As part of this one-year residency program, the project will culminate in a printed guide composed and designed by Scalawag Magazine’s editorial team. The guide will include writing prompts for people designed to help process grief, embodiment exercises, meditative coloring pages, interviews with the curators, poetry, local grief resources and essays from the grief and love series that help people process personal collective grief. This guide will be available at Great Grief, an event at the Museum on the evening of August 23, local therapists’ offices, community practitioners, and businesses.
Mississippi Museum of Art CAPE Director Monique Davis said, “Grief is vast, and we’ve all lost something. Everyone’s grief is valid, and We Grow On is a space to feel through it. This installation and publication offer an intentional and safe space to grow.”

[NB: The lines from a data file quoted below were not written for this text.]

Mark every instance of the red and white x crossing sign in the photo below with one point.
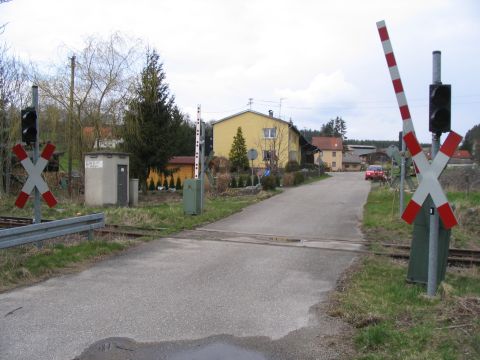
(426, 173)
(34, 175)
(429, 183)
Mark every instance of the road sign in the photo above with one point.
(430, 174)
(34, 175)
(252, 154)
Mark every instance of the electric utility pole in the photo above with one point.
(70, 124)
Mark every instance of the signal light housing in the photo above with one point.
(440, 108)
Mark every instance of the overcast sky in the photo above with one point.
(322, 58)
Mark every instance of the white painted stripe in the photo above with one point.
(387, 46)
(394, 73)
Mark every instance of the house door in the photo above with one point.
(122, 185)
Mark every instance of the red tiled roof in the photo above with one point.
(461, 154)
(182, 160)
(327, 143)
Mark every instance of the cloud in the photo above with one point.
(324, 88)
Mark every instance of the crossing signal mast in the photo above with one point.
(29, 125)
(440, 114)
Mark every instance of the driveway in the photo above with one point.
(249, 287)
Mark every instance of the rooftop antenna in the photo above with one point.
(280, 108)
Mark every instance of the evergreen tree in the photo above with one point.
(335, 128)
(150, 124)
(178, 184)
(238, 152)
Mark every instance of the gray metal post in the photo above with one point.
(36, 150)
(402, 177)
(434, 219)
(202, 164)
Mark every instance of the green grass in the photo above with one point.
(396, 321)
(27, 264)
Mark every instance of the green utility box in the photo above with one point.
(418, 264)
(192, 197)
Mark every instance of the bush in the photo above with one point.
(298, 178)
(288, 179)
(241, 182)
(151, 185)
(223, 181)
(269, 182)
(220, 164)
(292, 166)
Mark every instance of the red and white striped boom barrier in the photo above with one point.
(429, 172)
(197, 143)
(34, 175)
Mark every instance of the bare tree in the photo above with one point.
(273, 144)
(104, 77)
(13, 88)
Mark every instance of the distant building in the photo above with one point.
(331, 151)
(277, 141)
(352, 162)
(103, 138)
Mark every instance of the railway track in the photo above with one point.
(456, 256)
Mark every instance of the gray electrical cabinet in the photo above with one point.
(192, 197)
(106, 178)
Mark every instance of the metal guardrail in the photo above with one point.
(37, 232)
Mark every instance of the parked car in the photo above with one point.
(375, 172)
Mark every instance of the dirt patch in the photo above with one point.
(158, 197)
(461, 179)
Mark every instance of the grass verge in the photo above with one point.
(394, 319)
(382, 223)
(27, 264)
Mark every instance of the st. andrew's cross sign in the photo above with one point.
(34, 175)
(427, 173)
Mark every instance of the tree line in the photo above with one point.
(118, 90)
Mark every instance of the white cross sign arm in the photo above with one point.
(430, 185)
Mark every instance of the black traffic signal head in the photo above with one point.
(440, 100)
(29, 125)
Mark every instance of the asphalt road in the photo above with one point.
(188, 298)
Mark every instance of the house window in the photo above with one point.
(268, 155)
(270, 133)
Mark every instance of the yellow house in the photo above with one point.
(331, 151)
(276, 141)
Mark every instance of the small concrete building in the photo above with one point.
(106, 178)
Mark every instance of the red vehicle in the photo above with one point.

We Grow On is a free installation and is open to the public during daylight hours in the gardens of the Mississippi Museum of Art in Downtown Jackson.
- Shani Peters
- Amanda Furdge
- Adrienne Domnick
- Da’Shawn Harrison
- Kami Fletcher
- Sarah Hairston
- Jasmine Williams
- Alysia Nicole Harris
- Scalawag’s Condolences Guide
- Local Grief Resources
Sarah Jené is an inspired multidisciplinary artist who uses visual art to highlight Black joy as resistance. She encapsulates the art of Blackness and the beauty of interpersonal relationships to reimagine and celebrate the Black experience. Sarah Jené does this through curated events and her art brand, Thee Black Card, digital and paper collage art. Whether it’s through an installation or conversation, her goal is to connect and create soft spaces for Black people to feel seen and celebrated. Sarah desires to use her various art-forms as a vehicle to enlighten and embrace her community by showcasing Black Culture.